I am from a sea of good looking people
who still had problems, fears, and sins
I am from a life without grandparents
who could play with me
They all meant well
and I didn't realize the value of that wisdom
until my grandmother was brimming with dementia,
neck deep in forgetting
and I longed for her to remember
the glorious life she had lived, the legacy
she couldn't recall.
I am from time alone
crafting a world full of books and made up names for colors and Celine Dion blasting through my ancient Walkman.
I am from the time before texts
when calling was the scariest prospect
and Star Shots from the mall with my friends crowded out my bedroom door.
I am from sleepovers, secrets, and curiosity
from homemade bread, steaming fresh from the oven
from cheating at babysitting
and popsicles in July
breaking bones on the trampoline, skinning knees on blacktops, quitting gymnastics
and declaring my life's mission into a sky full of night and promise
I am from simple things: the same bed, the same church, the same freezer jam
See, I am from the extraordinary squeezed from the mundane
like a ripe piece of Juicyfruit
a life milked for all it has been worth.

Thursday, July 7, 2011

What Are You Optimistic About?

I started reading a book by that title, a compilation of essays by "today's best thinkers."
Today's best thinkers, apparently, are optimistic that religion will soon be eradicated, that people will realize God isn't real, and on, and on, and on. I got pretty fed up with it. I sent a scary email to one guy who is a fancy philosophy professor, at least one hundred years old, and actually not optimistic. He's actually quite crabby.

But I am optimistic, and I want to tell you about it.

I'm optimistic that someday women will revolutionize against unrealistic expectations and ridiculous media messages and demand a change. I picture riots in malls, clawing at the airbrushed Victoria's Secret signs demanding justice; writing in to Carl's Jr. and them pulling their awful ads; magazines losing subscribers by the billions because we've had enough. It makes my heart smile.
 I'm optimistic that I'll age gracefully, like my mother, my aunts, and my grandmother.

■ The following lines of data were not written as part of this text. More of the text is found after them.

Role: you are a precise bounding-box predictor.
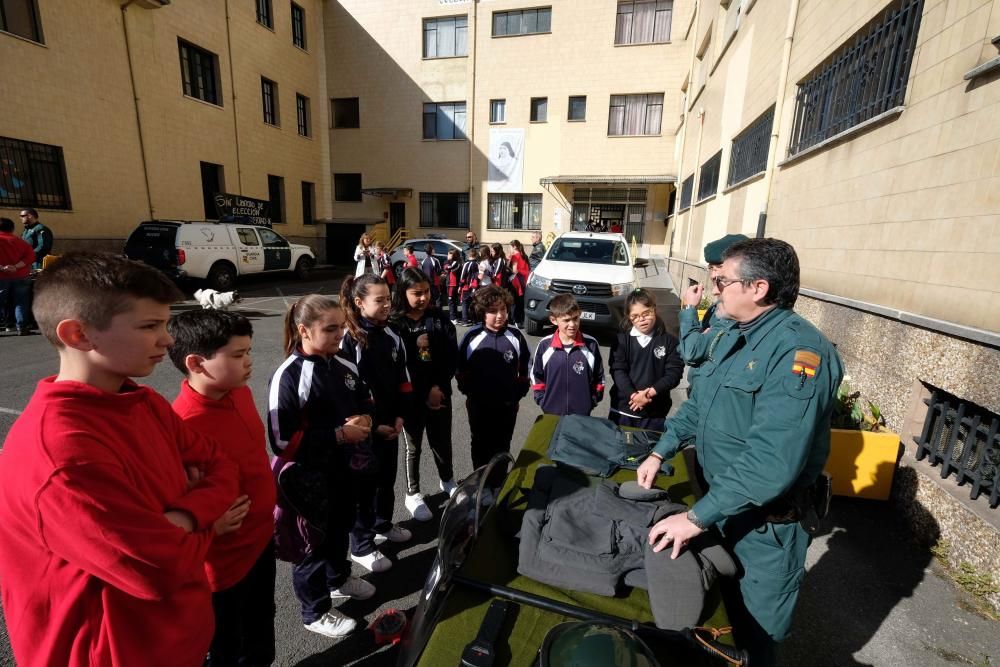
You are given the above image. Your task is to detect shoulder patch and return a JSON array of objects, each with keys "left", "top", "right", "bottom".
[{"left": 791, "top": 350, "right": 820, "bottom": 377}]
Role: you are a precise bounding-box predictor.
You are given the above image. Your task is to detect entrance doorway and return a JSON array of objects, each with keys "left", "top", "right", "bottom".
[
  {"left": 390, "top": 202, "right": 405, "bottom": 236},
  {"left": 200, "top": 162, "right": 224, "bottom": 219},
  {"left": 325, "top": 223, "right": 367, "bottom": 268}
]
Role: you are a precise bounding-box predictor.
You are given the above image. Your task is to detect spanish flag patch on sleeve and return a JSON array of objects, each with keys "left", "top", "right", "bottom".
[{"left": 791, "top": 350, "right": 820, "bottom": 377}]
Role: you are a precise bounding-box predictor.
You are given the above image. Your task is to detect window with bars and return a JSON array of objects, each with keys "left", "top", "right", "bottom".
[
  {"left": 261, "top": 78, "right": 278, "bottom": 125},
  {"left": 334, "top": 173, "right": 362, "bottom": 202},
  {"left": 490, "top": 99, "right": 506, "bottom": 123},
  {"left": 568, "top": 96, "right": 587, "bottom": 121},
  {"left": 301, "top": 181, "right": 314, "bottom": 225},
  {"left": 332, "top": 97, "right": 360, "bottom": 128},
  {"left": 179, "top": 39, "right": 221, "bottom": 106},
  {"left": 789, "top": 0, "right": 923, "bottom": 156},
  {"left": 608, "top": 93, "right": 663, "bottom": 136},
  {"left": 487, "top": 194, "right": 542, "bottom": 230},
  {"left": 256, "top": 0, "right": 273, "bottom": 28},
  {"left": 420, "top": 193, "right": 469, "bottom": 228},
  {"left": 697, "top": 151, "right": 722, "bottom": 201},
  {"left": 1, "top": 0, "right": 43, "bottom": 42},
  {"left": 291, "top": 2, "right": 306, "bottom": 49},
  {"left": 267, "top": 174, "right": 285, "bottom": 223},
  {"left": 728, "top": 105, "right": 774, "bottom": 186},
  {"left": 423, "top": 102, "right": 467, "bottom": 140},
  {"left": 0, "top": 136, "right": 71, "bottom": 210},
  {"left": 493, "top": 7, "right": 551, "bottom": 36},
  {"left": 296, "top": 94, "right": 310, "bottom": 137},
  {"left": 615, "top": 0, "right": 672, "bottom": 45},
  {"left": 678, "top": 174, "right": 693, "bottom": 210},
  {"left": 423, "top": 15, "right": 468, "bottom": 58},
  {"left": 530, "top": 97, "right": 548, "bottom": 122}
]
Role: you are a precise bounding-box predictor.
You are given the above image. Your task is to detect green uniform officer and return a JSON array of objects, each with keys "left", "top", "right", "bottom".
[{"left": 638, "top": 238, "right": 843, "bottom": 665}]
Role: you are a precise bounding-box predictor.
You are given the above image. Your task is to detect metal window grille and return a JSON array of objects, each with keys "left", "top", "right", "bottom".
[
  {"left": 788, "top": 0, "right": 923, "bottom": 156},
  {"left": 0, "top": 136, "right": 71, "bottom": 210},
  {"left": 487, "top": 193, "right": 542, "bottom": 230},
  {"left": 291, "top": 3, "right": 305, "bottom": 48},
  {"left": 493, "top": 7, "right": 551, "bottom": 36},
  {"left": 420, "top": 193, "right": 470, "bottom": 228},
  {"left": 262, "top": 78, "right": 277, "bottom": 125},
  {"left": 728, "top": 105, "right": 774, "bottom": 186},
  {"left": 332, "top": 98, "right": 360, "bottom": 128},
  {"left": 615, "top": 0, "right": 672, "bottom": 45},
  {"left": 914, "top": 389, "right": 1000, "bottom": 508},
  {"left": 697, "top": 150, "right": 722, "bottom": 201},
  {"left": 256, "top": 0, "right": 272, "bottom": 28},
  {"left": 296, "top": 94, "right": 309, "bottom": 136},
  {"left": 678, "top": 174, "right": 693, "bottom": 210},
  {"left": 179, "top": 40, "right": 220, "bottom": 105},
  {"left": 1, "top": 0, "right": 43, "bottom": 42},
  {"left": 267, "top": 175, "right": 284, "bottom": 223}
]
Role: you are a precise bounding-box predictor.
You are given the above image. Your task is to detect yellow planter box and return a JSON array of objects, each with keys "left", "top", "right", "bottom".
[{"left": 824, "top": 429, "right": 901, "bottom": 500}]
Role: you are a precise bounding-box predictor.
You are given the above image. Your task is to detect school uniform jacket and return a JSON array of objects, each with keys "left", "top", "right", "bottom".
[
  {"left": 0, "top": 378, "right": 240, "bottom": 667},
  {"left": 530, "top": 332, "right": 605, "bottom": 416},
  {"left": 173, "top": 382, "right": 277, "bottom": 592},
  {"left": 390, "top": 308, "right": 458, "bottom": 402},
  {"left": 338, "top": 318, "right": 413, "bottom": 429},
  {"left": 457, "top": 324, "right": 531, "bottom": 405},
  {"left": 608, "top": 325, "right": 685, "bottom": 420},
  {"left": 459, "top": 259, "right": 480, "bottom": 295}
]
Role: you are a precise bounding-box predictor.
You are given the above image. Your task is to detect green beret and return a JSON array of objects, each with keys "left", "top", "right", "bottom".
[{"left": 703, "top": 234, "right": 749, "bottom": 265}]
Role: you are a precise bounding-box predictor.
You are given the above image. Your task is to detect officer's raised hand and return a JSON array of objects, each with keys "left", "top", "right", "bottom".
[
  {"left": 636, "top": 453, "right": 663, "bottom": 489},
  {"left": 649, "top": 513, "right": 704, "bottom": 559}
]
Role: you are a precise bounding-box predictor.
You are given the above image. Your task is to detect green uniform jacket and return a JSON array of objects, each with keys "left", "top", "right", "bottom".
[{"left": 653, "top": 306, "right": 843, "bottom": 639}]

I'm confident I'll embrace wrinkles when they come and still value age and wisdom over silicone boobs.

I'm optimistic that one day the education system will be reformed by a legislature who gets it, and that teachers will realize how foolish the unions are, and that somewhere and almost everywhere children will get a high quality education from K to 12 from caring professionals who love what they do. I'm hopeful that I will be a vehicle to such change, as a reformer and advocate for, ummm....reason and logic? Yeah, that's it.

How did things possibly get here? How is it possible that a big enough knot of people thought all this standardized crap was a good idea, when we believe in America as the melting pot of greatness in talents and abilities that can't even be described, let alone measured by fill-in-bubbles?
Well, back to optimism.

I'm optimistic that collectively we will realize how broken we are and use our collective genius to make repairs.
I'm optimistic about the creative capacity of humans everywhere in solving problems, pioneering innovation, and making the world more beautiful. I'm optimistic that the world will go in a positive direction, creatively at least, because of the innate nature of human beings. I'm optimistic that the hoards of folks working jobs they hate will eventually give voice to their dreams, follow their bliss and set fire to the system that claims money as the answer to that aching pit in your belly. I'm optimistic that the composite good of the world will outweigh and eventually stamp out more bad than can replenish itself.

Yes, I'm optimistic that the nature of human beings is inherently good, with potential broad and deep enough to stretch in all directions and blanket the world, shape it into an all-around wonderful place.

What about you? What are you optimistic about?